I had never heard of the 'unreleased derivative' you speak of... interesting.

The 'funky syntax' you mentioned wasn't that hard - most of it was optimizing loops and helping the compiler recognize integers (by adding zero), the rest ran quite automatically. I thought it was brilliant.

sqb


kee nethery wrote:
long ago in Hypercard land there was a product that would compile hypertalk into an XFCN or XCMD. I would not be surprised if someone on this list wrote it. Perhaps it is time for them to update and productize it?

That was CompileIt!, written by Tom Pittman.

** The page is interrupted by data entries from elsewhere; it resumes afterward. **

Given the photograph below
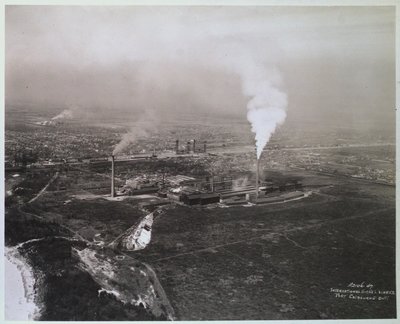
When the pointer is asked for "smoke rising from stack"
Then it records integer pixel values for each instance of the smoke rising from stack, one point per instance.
(144, 125)
(267, 107)
(65, 114)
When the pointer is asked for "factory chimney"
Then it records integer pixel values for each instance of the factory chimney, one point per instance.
(257, 176)
(112, 177)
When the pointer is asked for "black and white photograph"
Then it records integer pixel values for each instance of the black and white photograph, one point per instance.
(199, 162)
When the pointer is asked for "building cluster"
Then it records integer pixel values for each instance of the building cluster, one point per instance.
(190, 147)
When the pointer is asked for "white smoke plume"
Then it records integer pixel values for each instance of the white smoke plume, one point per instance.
(143, 126)
(267, 107)
(65, 114)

I enjoyed working with an unreleased derivative of it made by Mark Hanrek, which automated a lot of the symbol linking and stuff that made Pittman's interface nearly impossible to work with.


On top of that, since xTalk was never designed for compilation you had to do a lot of funky syntax to get any reasonable compilation. In retrospect, working with C is in many ways simpler than the odd Symbol Table-HyperTalk mish-mash that CompileIt! required.